Abstract

In the present study we have examined the sperm nuclear basic proteins (SNBPs) from mature testes of the three-spined stickleback Gasterosteus aculeatus and three related teleosts in the suborder Gasterosteoidei. Acid/urea polyacrylamide gel electrophoresis (PAGE) of SNBPs from Gasterosteus wheatlandi and Pungitius pungitius (family Gasterosteidae), as well as Aulorhynchus flavidus (family Aulorhynchidae), shows the largest variability of SNBPS in any suborder of teleosts thus far examined. Amino acid analysis reveals a new type of protamine-like SNBP with a high level of arginine (37 mol% in G. aculeatus) along with the presence of histidine and lysine, in agreement with cytochemical results.
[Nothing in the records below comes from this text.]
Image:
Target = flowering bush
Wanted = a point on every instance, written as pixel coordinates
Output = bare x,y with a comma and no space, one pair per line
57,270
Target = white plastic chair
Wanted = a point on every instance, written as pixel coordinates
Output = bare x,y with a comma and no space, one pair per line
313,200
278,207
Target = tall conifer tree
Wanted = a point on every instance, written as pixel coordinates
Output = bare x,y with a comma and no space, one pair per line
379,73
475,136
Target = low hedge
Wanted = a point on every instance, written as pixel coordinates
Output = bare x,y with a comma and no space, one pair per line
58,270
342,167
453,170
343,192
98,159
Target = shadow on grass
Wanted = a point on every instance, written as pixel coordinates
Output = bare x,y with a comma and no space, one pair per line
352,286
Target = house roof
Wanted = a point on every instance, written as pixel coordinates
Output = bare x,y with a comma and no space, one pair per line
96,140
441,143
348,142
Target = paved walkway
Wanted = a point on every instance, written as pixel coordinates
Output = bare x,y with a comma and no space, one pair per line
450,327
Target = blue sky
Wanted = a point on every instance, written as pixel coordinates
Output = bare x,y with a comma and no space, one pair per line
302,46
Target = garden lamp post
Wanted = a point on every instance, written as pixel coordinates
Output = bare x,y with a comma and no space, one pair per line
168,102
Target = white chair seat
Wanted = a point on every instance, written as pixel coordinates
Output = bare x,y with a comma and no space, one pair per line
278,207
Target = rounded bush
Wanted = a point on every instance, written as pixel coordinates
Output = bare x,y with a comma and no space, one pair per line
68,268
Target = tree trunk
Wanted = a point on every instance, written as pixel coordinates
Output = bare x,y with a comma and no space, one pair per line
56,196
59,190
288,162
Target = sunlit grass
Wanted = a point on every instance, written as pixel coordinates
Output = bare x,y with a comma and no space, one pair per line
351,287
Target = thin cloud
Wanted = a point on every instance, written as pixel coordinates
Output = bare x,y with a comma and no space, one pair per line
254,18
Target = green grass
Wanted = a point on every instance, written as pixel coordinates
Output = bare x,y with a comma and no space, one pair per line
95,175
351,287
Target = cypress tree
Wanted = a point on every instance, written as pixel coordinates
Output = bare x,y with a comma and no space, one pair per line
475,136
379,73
A PAGE developmental profile shows that the SNBP from freshwater G. aculeatus may undergo post-translational modification during spermiogenesis or, alternatively, may be produced from a higher molecular weight precursor. SNBP variability within the G. aculeatus species complex is much more limited. Although small differences exist between SNBPs from anadromous and freshwater G. aculeatus in lysine/arginine ratios and in the number of multiple electrophoretic bands, small or no differences are detected among SNBPs from different geographically distinct freshwater populations. An exception is in sticklebacks from Paxton Lake and Enos Lake, BC, where relatively recent divergent populations of benthic and limnetic populations are found. Here, G. aculeatus benthic populations show higher levels of residual somatic histones in testes along with the SNBPs, suggesting that chromatin condensation in these mature sperm may differ from that in limnetics.